9 : makna yang abu

69 12 11
                                    

Setelah limbung karena terdorong oleh Aksa, ia langsung membalikkan badan. "Maksudnya apa nih?" Gadis itu membeku di tempat ketika melihat Aksa begitu ramah dan murah senyum pada Abah dan juga Yusuf. Sepertinya itu setan yang menyamar jadi Aksa.

Abah nampak gembira dengan kedatangan Aksa, ia langsung mengajaknya untuk duduk. "Udah lama gak ke sini, kemana aja?"

"Gak kemana-mana kok, Bah. Cuman lagi sibuk sama urusan sekolah," jawabnya dengan senyum manis.

Adara berdecih ketika mendengar penuturan Aksa. "Sibuk ganggu hidup orang kali maksud lo," celotehnya dalam hati.
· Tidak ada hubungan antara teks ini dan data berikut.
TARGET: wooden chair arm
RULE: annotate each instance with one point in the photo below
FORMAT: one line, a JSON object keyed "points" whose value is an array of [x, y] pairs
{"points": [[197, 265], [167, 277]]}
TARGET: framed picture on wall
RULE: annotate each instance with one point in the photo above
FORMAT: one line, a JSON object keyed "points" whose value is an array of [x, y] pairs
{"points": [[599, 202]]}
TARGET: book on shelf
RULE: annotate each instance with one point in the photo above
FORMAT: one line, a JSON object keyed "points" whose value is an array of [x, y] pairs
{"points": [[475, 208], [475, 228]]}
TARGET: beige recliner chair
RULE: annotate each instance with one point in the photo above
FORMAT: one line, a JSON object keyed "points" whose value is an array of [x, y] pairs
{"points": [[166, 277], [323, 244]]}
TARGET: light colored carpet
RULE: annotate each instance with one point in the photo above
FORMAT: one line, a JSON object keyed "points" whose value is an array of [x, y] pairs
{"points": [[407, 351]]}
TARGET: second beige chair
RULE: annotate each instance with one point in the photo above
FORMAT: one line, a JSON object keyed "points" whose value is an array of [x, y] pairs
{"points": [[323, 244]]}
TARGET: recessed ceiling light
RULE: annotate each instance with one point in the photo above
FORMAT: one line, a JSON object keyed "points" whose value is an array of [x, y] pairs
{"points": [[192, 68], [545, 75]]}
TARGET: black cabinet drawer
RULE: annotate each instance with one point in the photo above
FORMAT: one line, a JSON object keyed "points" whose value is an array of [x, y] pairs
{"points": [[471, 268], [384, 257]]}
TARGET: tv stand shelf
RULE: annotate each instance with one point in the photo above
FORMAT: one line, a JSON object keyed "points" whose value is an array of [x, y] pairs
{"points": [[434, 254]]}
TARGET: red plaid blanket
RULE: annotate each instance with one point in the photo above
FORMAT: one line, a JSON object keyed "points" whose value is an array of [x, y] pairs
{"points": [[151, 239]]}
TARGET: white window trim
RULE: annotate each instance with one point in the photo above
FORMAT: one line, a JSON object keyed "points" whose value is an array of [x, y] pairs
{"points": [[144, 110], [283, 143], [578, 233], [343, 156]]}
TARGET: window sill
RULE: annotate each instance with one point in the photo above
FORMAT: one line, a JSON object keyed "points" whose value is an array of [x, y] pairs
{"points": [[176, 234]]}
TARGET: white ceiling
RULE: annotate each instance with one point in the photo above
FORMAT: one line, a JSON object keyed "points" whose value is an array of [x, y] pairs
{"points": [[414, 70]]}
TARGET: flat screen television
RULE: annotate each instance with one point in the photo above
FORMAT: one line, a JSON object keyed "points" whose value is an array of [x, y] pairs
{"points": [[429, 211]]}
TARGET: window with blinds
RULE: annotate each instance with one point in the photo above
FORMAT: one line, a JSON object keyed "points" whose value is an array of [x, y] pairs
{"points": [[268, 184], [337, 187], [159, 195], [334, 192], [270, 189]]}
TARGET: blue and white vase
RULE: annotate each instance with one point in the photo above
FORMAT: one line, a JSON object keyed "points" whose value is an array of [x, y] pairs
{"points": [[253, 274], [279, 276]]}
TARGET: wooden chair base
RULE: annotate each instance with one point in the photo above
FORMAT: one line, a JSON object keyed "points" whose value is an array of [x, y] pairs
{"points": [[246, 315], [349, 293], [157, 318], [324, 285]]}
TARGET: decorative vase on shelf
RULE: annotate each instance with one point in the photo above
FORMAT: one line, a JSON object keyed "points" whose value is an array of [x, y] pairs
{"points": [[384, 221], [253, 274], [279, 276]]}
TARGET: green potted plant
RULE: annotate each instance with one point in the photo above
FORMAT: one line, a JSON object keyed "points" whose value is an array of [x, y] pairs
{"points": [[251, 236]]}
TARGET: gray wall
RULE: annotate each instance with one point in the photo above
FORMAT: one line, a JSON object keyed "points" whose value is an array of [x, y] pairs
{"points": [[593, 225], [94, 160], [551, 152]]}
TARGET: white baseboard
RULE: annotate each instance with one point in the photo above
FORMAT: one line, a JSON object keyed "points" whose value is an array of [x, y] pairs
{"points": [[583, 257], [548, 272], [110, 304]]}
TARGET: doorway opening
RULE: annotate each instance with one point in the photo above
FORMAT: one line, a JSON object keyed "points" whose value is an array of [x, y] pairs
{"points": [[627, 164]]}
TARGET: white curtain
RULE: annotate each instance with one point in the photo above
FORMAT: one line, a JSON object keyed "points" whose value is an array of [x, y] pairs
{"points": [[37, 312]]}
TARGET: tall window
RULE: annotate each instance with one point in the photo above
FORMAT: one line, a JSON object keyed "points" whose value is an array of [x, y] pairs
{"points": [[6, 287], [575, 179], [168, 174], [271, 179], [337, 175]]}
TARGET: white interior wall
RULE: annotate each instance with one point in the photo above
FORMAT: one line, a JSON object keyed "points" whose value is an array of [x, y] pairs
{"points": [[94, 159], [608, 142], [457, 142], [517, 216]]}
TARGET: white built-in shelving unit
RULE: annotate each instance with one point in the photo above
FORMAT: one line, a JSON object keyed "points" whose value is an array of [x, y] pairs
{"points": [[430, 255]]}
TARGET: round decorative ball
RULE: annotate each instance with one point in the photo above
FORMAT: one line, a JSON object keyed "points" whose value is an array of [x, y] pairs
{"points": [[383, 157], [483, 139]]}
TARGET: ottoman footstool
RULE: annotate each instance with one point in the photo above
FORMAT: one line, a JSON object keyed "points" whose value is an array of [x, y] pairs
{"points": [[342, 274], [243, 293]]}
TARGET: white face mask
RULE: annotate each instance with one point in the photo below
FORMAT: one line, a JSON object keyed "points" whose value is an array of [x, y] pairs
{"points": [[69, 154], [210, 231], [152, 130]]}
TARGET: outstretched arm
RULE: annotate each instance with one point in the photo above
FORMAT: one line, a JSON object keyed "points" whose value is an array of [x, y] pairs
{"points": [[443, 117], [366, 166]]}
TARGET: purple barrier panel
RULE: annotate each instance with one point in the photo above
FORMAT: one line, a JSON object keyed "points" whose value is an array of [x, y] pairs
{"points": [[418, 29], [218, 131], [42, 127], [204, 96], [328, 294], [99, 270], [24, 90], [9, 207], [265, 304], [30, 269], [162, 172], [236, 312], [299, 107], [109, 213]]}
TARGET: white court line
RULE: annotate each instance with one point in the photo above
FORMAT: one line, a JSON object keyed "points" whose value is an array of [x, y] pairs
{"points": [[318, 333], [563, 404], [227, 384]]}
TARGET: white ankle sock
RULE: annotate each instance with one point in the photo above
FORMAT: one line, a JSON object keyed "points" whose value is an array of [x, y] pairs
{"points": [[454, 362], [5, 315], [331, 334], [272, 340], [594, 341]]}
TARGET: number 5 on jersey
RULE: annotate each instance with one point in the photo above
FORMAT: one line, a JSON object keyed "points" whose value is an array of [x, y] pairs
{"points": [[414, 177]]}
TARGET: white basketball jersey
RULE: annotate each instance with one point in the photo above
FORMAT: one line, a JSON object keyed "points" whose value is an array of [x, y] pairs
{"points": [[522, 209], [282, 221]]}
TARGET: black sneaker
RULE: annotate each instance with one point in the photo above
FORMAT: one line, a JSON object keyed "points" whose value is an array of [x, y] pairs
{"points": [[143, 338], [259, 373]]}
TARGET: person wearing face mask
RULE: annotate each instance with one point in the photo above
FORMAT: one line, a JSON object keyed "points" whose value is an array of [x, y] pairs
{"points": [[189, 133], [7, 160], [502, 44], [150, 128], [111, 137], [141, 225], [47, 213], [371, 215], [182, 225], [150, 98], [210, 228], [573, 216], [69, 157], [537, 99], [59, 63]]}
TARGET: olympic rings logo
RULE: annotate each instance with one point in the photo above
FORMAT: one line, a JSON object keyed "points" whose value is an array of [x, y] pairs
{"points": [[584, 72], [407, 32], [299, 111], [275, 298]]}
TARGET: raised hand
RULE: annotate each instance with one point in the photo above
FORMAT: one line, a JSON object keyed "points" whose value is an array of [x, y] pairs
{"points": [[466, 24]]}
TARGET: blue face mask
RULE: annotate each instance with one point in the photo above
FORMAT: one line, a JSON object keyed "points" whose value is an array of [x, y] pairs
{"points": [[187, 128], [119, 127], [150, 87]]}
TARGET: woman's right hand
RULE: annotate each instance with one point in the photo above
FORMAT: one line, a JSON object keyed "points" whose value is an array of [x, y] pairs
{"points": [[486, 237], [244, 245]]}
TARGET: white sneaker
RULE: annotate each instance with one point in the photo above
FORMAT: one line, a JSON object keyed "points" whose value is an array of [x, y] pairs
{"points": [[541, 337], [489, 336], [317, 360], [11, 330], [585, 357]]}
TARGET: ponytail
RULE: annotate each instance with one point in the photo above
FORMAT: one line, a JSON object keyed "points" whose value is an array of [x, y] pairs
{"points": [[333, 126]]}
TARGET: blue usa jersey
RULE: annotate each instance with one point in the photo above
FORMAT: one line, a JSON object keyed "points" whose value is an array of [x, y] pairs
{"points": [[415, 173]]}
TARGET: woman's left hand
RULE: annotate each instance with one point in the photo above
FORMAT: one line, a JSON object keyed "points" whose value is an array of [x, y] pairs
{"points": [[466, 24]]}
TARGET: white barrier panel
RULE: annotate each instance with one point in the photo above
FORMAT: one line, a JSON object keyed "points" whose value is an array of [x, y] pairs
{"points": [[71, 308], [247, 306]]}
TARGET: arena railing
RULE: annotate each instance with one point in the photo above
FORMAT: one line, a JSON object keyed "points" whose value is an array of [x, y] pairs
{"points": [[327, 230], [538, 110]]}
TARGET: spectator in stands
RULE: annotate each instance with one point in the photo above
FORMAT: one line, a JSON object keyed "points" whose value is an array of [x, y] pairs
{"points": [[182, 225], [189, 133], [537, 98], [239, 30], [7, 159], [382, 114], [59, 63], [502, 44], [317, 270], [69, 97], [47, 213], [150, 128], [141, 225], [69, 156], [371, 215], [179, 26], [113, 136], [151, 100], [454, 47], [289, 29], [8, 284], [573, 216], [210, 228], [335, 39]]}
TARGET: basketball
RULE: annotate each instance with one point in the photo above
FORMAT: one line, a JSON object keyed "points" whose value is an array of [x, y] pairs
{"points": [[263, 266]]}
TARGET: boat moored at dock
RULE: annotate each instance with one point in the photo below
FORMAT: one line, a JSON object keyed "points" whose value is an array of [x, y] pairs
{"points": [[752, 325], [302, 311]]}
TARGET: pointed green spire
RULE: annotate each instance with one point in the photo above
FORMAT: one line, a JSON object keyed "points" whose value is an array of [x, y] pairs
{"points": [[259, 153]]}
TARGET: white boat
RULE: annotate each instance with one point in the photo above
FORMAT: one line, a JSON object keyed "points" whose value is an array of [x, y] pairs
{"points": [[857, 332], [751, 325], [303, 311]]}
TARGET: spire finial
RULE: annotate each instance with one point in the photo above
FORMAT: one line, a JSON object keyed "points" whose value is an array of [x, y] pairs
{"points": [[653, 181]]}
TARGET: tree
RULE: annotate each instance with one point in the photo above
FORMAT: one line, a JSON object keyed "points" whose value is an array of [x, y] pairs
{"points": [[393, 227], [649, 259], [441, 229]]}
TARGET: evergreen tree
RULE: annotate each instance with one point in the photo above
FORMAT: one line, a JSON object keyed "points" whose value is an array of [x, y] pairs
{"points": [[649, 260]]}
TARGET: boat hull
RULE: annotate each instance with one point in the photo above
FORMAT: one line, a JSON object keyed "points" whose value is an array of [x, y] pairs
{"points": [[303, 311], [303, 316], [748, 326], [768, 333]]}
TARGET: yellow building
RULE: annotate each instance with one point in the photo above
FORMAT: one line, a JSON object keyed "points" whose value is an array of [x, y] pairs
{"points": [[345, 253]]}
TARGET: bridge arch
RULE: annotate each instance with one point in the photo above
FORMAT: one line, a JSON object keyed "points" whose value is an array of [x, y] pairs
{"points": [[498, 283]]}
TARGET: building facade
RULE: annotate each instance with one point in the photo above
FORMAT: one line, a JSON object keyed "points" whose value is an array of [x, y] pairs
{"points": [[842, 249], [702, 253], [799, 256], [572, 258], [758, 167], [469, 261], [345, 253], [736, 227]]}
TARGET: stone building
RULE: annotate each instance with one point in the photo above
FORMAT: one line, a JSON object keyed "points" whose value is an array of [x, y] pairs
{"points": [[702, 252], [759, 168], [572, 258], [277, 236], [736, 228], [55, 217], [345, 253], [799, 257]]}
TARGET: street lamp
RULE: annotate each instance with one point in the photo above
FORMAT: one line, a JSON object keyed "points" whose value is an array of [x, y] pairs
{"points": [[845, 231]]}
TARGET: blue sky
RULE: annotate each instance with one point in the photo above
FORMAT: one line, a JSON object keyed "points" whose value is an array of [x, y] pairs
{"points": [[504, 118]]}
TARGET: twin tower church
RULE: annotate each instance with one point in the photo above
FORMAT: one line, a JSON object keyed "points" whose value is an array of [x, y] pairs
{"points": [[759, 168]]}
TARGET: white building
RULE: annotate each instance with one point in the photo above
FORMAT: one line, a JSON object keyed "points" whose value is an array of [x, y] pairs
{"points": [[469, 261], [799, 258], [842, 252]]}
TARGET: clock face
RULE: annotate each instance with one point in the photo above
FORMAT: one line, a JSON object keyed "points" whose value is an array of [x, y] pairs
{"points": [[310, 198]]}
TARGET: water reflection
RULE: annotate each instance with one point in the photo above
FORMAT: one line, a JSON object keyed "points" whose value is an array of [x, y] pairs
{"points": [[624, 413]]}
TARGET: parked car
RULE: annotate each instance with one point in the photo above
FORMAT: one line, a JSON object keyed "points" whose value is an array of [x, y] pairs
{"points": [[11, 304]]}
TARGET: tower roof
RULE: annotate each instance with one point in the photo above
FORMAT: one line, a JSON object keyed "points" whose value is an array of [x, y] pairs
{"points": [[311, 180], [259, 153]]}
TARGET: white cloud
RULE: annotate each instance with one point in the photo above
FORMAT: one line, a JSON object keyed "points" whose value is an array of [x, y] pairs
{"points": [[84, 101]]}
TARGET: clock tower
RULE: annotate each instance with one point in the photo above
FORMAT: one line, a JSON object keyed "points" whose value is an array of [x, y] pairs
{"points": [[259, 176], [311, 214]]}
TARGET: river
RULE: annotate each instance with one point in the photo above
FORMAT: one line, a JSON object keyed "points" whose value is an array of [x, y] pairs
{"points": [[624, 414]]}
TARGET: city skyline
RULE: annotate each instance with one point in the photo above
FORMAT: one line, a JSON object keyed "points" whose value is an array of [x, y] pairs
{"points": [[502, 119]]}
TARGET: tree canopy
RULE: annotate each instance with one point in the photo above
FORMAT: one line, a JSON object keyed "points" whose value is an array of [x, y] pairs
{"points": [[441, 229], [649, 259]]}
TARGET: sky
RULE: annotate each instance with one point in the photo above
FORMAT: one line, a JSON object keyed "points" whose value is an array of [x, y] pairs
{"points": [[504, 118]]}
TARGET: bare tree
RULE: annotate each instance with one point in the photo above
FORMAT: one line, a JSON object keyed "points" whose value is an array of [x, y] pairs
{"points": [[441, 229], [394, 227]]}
Kenapa lagi-lagi ia bertemu dengan lelaki ini, apa tidak cukup Tuhan menakdirkannya untuk bertemu setiap hari di sekolah.

"Abah, Rara pulang sekarang." Gadis itu berjalan ke meja kasir, menyambar tasnya yang berada di bawah meja.

"Kenapa buru-buru pisan, Teh?" tanya Yusuf, bingung. Karena biasanya Adara akan meluangkan waktu sedikit untuk bercengkrama dengan Abah dan dirinya di sini.

Gadis itu berdiri di samping Abah, menatap tajam Aksa yang sama sekali yang tak memedulikan keberadaan.

Lantas Adara berucap, "Sibuk!" kemudian menyalami punggung tangan Abah dan bergegas melenggang keluar.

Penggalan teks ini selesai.